One particularly bitter evening, Yelena finds herself clutching a bottle of cheap gin in her numb hands. The snow’s falling a lot heavier tonight, and the loneliness is starting to gnaw at her insides again. 

That’s when Kate shows up again, seemingly even smaller than before. Her fur is caked with snow, her small body racked with shivers as she slowly trods towards Yelena. Kate looks up at her, eyes wide and desperate. She looks like she’s dying. 

And so, something in Yelena, something buried deep beneath layers of guilt and grief and self-destruction, finally cracks. 

This isn’t about her anymore. This is about a tiny puppy shivering to death in a snowstorm. She’s a reject. An outcast. Just like her. But unlike her, Kate hasn’t chosen this path. She’s simply trying to survive. 

And Kate had chosen Yelena.

“God,” Yelena rasps, voice hoarse from the cold and the alcohol. She kneels on the snow precariously, feeling her world tilt precariously. She reaches out to Kate with trembling hands, and the puppy instantly leans into Yelena’s touch. Her fur is icy-cold beneath Yelena’s fingers, which have started to comb through Kate’s matted coat. 

“You are going to freeze to death out here, you know?” Yelena mutters, not realising she’s talking to the puppy. “And I don’t need that on my conscience, okay?” It’s a lie. Yelena knows she has to save this puppy tonight. 

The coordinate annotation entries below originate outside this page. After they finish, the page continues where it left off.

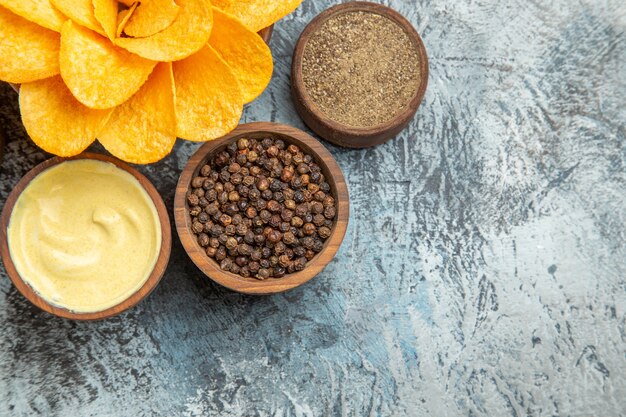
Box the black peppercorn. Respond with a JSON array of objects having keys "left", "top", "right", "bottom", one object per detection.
[
  {"left": 283, "top": 232, "right": 298, "bottom": 245},
  {"left": 191, "top": 177, "right": 205, "bottom": 188},
  {"left": 187, "top": 193, "right": 200, "bottom": 206},
  {"left": 267, "top": 200, "right": 281, "bottom": 213},
  {"left": 219, "top": 214, "right": 233, "bottom": 226},
  {"left": 200, "top": 165, "right": 211, "bottom": 177},
  {"left": 293, "top": 257, "right": 307, "bottom": 271},
  {"left": 186, "top": 137, "right": 336, "bottom": 279},
  {"left": 267, "top": 214, "right": 281, "bottom": 227},
  {"left": 291, "top": 216, "right": 304, "bottom": 227},
  {"left": 309, "top": 201, "right": 324, "bottom": 214},
  {"left": 191, "top": 220, "right": 204, "bottom": 233},
  {"left": 237, "top": 243, "right": 253, "bottom": 256},
  {"left": 215, "top": 246, "right": 227, "bottom": 261},
  {"left": 248, "top": 258, "right": 261, "bottom": 274},
  {"left": 198, "top": 233, "right": 209, "bottom": 247},
  {"left": 256, "top": 177, "right": 270, "bottom": 191},
  {"left": 313, "top": 214, "right": 326, "bottom": 226}
]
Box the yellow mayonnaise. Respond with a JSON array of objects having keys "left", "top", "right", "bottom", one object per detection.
[{"left": 7, "top": 159, "right": 161, "bottom": 312}]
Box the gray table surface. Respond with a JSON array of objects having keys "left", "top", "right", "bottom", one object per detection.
[{"left": 0, "top": 0, "right": 626, "bottom": 417}]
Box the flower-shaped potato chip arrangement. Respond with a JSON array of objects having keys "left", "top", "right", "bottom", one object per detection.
[{"left": 0, "top": 0, "right": 301, "bottom": 164}]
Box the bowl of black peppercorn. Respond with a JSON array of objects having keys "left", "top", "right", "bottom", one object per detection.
[{"left": 174, "top": 122, "right": 349, "bottom": 294}]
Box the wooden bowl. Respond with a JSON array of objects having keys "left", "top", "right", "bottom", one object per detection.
[
  {"left": 0, "top": 153, "right": 172, "bottom": 320},
  {"left": 174, "top": 122, "right": 349, "bottom": 294},
  {"left": 9, "top": 25, "right": 274, "bottom": 92},
  {"left": 291, "top": 1, "right": 428, "bottom": 148}
]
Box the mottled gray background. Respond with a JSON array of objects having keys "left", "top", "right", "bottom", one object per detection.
[{"left": 0, "top": 0, "right": 626, "bottom": 417}]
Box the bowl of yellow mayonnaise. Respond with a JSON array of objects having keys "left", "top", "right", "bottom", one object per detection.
[{"left": 0, "top": 153, "right": 171, "bottom": 320}]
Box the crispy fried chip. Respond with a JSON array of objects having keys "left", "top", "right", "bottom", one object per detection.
[
  {"left": 50, "top": 0, "right": 105, "bottom": 35},
  {"left": 124, "top": 0, "right": 180, "bottom": 38},
  {"left": 211, "top": 0, "right": 302, "bottom": 32},
  {"left": 0, "top": 0, "right": 66, "bottom": 32},
  {"left": 209, "top": 9, "right": 273, "bottom": 103},
  {"left": 173, "top": 44, "right": 243, "bottom": 142},
  {"left": 115, "top": 0, "right": 213, "bottom": 62},
  {"left": 115, "top": 2, "right": 139, "bottom": 38},
  {"left": 60, "top": 21, "right": 156, "bottom": 109},
  {"left": 92, "top": 0, "right": 117, "bottom": 41},
  {"left": 0, "top": 6, "right": 60, "bottom": 83},
  {"left": 20, "top": 76, "right": 112, "bottom": 156},
  {"left": 98, "top": 62, "right": 176, "bottom": 164}
]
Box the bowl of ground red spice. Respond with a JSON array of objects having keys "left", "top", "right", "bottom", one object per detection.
[
  {"left": 291, "top": 2, "right": 428, "bottom": 148},
  {"left": 174, "top": 123, "right": 349, "bottom": 294}
]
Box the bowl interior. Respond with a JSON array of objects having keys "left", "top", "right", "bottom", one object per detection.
[
  {"left": 0, "top": 153, "right": 172, "bottom": 320},
  {"left": 176, "top": 123, "right": 348, "bottom": 294}
]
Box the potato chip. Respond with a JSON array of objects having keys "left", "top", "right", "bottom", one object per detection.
[
  {"left": 50, "top": 0, "right": 106, "bottom": 35},
  {"left": 92, "top": 0, "right": 117, "bottom": 41},
  {"left": 0, "top": 0, "right": 66, "bottom": 32},
  {"left": 124, "top": 0, "right": 180, "bottom": 38},
  {"left": 209, "top": 8, "right": 273, "bottom": 103},
  {"left": 98, "top": 62, "right": 176, "bottom": 164},
  {"left": 20, "top": 75, "right": 113, "bottom": 156},
  {"left": 173, "top": 44, "right": 243, "bottom": 142},
  {"left": 211, "top": 0, "right": 302, "bottom": 32},
  {"left": 60, "top": 20, "right": 156, "bottom": 109},
  {"left": 115, "top": 2, "right": 139, "bottom": 38},
  {"left": 115, "top": 0, "right": 213, "bottom": 62},
  {"left": 0, "top": 6, "right": 60, "bottom": 83}
]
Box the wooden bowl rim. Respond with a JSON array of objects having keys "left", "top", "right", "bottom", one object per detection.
[
  {"left": 291, "top": 1, "right": 428, "bottom": 148},
  {"left": 174, "top": 122, "right": 349, "bottom": 295},
  {"left": 0, "top": 152, "right": 172, "bottom": 320}
]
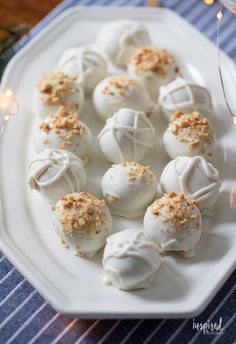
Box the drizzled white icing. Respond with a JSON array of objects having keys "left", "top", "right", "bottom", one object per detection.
[
  {"left": 160, "top": 156, "right": 220, "bottom": 209},
  {"left": 93, "top": 76, "right": 153, "bottom": 121},
  {"left": 28, "top": 149, "right": 86, "bottom": 203},
  {"left": 97, "top": 20, "right": 151, "bottom": 67},
  {"left": 159, "top": 77, "right": 213, "bottom": 119},
  {"left": 98, "top": 109, "right": 155, "bottom": 163},
  {"left": 58, "top": 46, "right": 107, "bottom": 94},
  {"left": 103, "top": 229, "right": 160, "bottom": 290}
]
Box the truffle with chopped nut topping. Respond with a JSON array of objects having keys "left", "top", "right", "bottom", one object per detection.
[
  {"left": 144, "top": 192, "right": 202, "bottom": 257},
  {"left": 93, "top": 76, "right": 151, "bottom": 121},
  {"left": 160, "top": 156, "right": 221, "bottom": 215},
  {"left": 97, "top": 20, "right": 151, "bottom": 67},
  {"left": 158, "top": 77, "right": 213, "bottom": 121},
  {"left": 57, "top": 46, "right": 107, "bottom": 95},
  {"left": 127, "top": 47, "right": 180, "bottom": 100},
  {"left": 34, "top": 107, "right": 92, "bottom": 163},
  {"left": 33, "top": 72, "right": 84, "bottom": 119},
  {"left": 52, "top": 192, "right": 112, "bottom": 258},
  {"left": 163, "top": 111, "right": 215, "bottom": 159},
  {"left": 103, "top": 229, "right": 160, "bottom": 290},
  {"left": 98, "top": 109, "right": 155, "bottom": 164},
  {"left": 28, "top": 149, "right": 86, "bottom": 204},
  {"left": 102, "top": 161, "right": 157, "bottom": 219}
]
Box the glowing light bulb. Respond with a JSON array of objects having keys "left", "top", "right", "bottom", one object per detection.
[
  {"left": 5, "top": 90, "right": 13, "bottom": 98},
  {"left": 216, "top": 10, "right": 223, "bottom": 21}
]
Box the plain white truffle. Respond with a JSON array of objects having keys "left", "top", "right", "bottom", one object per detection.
[
  {"left": 34, "top": 108, "right": 92, "bottom": 163},
  {"left": 97, "top": 20, "right": 151, "bottom": 67},
  {"left": 160, "top": 156, "right": 221, "bottom": 214},
  {"left": 32, "top": 72, "right": 84, "bottom": 119},
  {"left": 127, "top": 47, "right": 180, "bottom": 101},
  {"left": 98, "top": 109, "right": 155, "bottom": 164},
  {"left": 28, "top": 149, "right": 86, "bottom": 204},
  {"left": 57, "top": 46, "right": 107, "bottom": 95},
  {"left": 144, "top": 193, "right": 202, "bottom": 257},
  {"left": 103, "top": 229, "right": 160, "bottom": 290},
  {"left": 163, "top": 112, "right": 215, "bottom": 159},
  {"left": 102, "top": 162, "right": 157, "bottom": 219},
  {"left": 93, "top": 76, "right": 151, "bottom": 121},
  {"left": 53, "top": 192, "right": 112, "bottom": 258},
  {"left": 158, "top": 77, "right": 213, "bottom": 120}
]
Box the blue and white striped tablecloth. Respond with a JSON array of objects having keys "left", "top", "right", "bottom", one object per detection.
[{"left": 0, "top": 0, "right": 236, "bottom": 344}]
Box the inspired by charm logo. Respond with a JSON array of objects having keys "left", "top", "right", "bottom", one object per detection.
[{"left": 193, "top": 318, "right": 224, "bottom": 335}]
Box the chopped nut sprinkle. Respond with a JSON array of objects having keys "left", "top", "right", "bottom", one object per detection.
[
  {"left": 151, "top": 192, "right": 202, "bottom": 232},
  {"left": 39, "top": 106, "right": 86, "bottom": 146},
  {"left": 120, "top": 161, "right": 155, "bottom": 184},
  {"left": 37, "top": 72, "right": 80, "bottom": 111},
  {"left": 102, "top": 76, "right": 137, "bottom": 96},
  {"left": 54, "top": 192, "right": 106, "bottom": 235},
  {"left": 104, "top": 193, "right": 119, "bottom": 204},
  {"left": 130, "top": 48, "right": 179, "bottom": 78},
  {"left": 170, "top": 111, "right": 213, "bottom": 154}
]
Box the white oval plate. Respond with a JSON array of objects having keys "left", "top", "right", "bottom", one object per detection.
[{"left": 1, "top": 8, "right": 236, "bottom": 318}]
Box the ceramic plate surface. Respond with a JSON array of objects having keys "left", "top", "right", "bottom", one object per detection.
[{"left": 1, "top": 8, "right": 236, "bottom": 318}]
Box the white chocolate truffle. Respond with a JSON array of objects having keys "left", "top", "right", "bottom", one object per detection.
[
  {"left": 127, "top": 47, "right": 180, "bottom": 101},
  {"left": 93, "top": 76, "right": 151, "bottom": 121},
  {"left": 160, "top": 156, "right": 221, "bottom": 214},
  {"left": 53, "top": 192, "right": 112, "bottom": 258},
  {"left": 34, "top": 107, "right": 92, "bottom": 163},
  {"left": 103, "top": 229, "right": 160, "bottom": 290},
  {"left": 28, "top": 149, "right": 86, "bottom": 204},
  {"left": 163, "top": 111, "right": 215, "bottom": 159},
  {"left": 98, "top": 109, "right": 155, "bottom": 164},
  {"left": 57, "top": 46, "right": 107, "bottom": 95},
  {"left": 97, "top": 20, "right": 151, "bottom": 67},
  {"left": 33, "top": 72, "right": 84, "bottom": 119},
  {"left": 158, "top": 77, "right": 213, "bottom": 120},
  {"left": 144, "top": 192, "right": 202, "bottom": 257},
  {"left": 102, "top": 161, "right": 157, "bottom": 219}
]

With a groan, she scoops the little thing into her arms and tucks her inside her coat, zipping it up as much as she could around its tiny head. Kate whimpers once, then burrows deeper against Yelena’s chest, like a tiny furnace of warmth. 

“Don’t think this means anything, dog.” Yelena mumbles as she makes her way back. But even as she says the words, something shifts inside of her. A tiny, flame of warmth that starts licking at her, from the puppy currently nestled against her. 

The wind still howls, and the snow still falls, but Yelena barely notices any of it. Her attention is solely on the little puppy she has in her embrace. 

When she starts fumbling for her keys outside her door, she looks down to find the puppy asleep, nestled snugly, like it’s always been stuck to Yelena. 

For the first time in months, Yelena feels a sort of quiet peace settle over her. It’s not a cure, and certainly not an answer. But for one night, just one night, she’s not completely alone. And for a brief, fleeting moment, that feels just enough for her.